Beck began the 2021 season with the Richmond Flying Squirrels of Double-A Northeast. Playing for Giants Black, San Jose, and Richmond he was 4–5 with a 6.27 ERA in 12 games (10 starts) in which he pitched 37 1/3 innings and struck out 29 batters. In 2022, he pitched for Richmond and the Sacramento River Cats of the Triple-A Pacific Coast League. He was a combined 5–9 with a 5.25 ERA as in 23 games (22 starts) he pitched 111 1/3 innings and struck out 116 batters.

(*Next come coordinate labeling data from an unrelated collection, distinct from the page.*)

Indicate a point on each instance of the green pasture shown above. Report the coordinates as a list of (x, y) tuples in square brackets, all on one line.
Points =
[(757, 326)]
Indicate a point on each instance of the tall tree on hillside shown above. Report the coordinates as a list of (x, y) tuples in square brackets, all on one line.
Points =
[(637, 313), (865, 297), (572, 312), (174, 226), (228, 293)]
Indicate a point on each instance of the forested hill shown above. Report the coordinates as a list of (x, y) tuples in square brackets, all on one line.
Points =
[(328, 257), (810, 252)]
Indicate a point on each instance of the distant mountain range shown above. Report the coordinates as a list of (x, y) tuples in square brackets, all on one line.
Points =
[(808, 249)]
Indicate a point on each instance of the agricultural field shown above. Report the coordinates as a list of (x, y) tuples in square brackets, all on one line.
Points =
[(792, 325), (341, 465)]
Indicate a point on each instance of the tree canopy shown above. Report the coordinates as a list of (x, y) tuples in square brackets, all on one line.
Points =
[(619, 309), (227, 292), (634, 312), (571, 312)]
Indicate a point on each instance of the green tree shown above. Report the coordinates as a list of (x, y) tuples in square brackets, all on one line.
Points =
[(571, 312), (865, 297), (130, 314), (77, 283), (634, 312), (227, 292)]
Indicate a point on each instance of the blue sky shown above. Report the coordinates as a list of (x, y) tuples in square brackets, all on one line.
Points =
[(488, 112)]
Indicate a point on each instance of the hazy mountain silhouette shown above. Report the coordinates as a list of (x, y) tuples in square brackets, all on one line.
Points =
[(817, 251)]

On November 15, 2022, the Giants added Beck to their 40-man roster to protect him from being eligible in the Rule 5 draft.

The Giants optioned to Triple-A Sacramento to begin the 2023 season. On April 19, Beck was promoted to the major leagues for the first time after Alex Wood was placed on the injured list. He made his major league debut on April 20, tossing 5 1/3 innings of relief against the New York Mets. In 33 appearances for San Francisco, Beck logged a 3.92 ERA with 68 strikeouts and 2 saves across 85 innings pitched.

On March 2, 2024, it was announced that Beck would undergo surgery to remove an aneurysm from the upper part of his pitching arm. He was transferred to the 60–day injured list the following day. Beck was activated on September 1. In 7 appearances for San Francisco, he compiled a 1.69 ERA with 14 strikeouts over 16 innings of work.

Beck was optioned to Triple-A Sacramento to begin the 2025 season. He was recalled to the majors for the first time in 2025 on May 23, after Justin Verlander was placed on the 15-day injured list. Beck appeared in 31 games for San Francisco, including one start, finishing with a 4.61 ERA, two saves, and 41 strikouts across 56 2/3 innings.

Beck was optioned to Triple-A Sacramento to begin the 2026 season.

==International career==
Beck played for the Great Britain national baseball team in the 2026 World Baseball Classic.

==Personal life==
Beck's mother and older sister graduated from Stanford University. Beck and his younger brother, Brendan, played baseball together for Corona High and Stanford.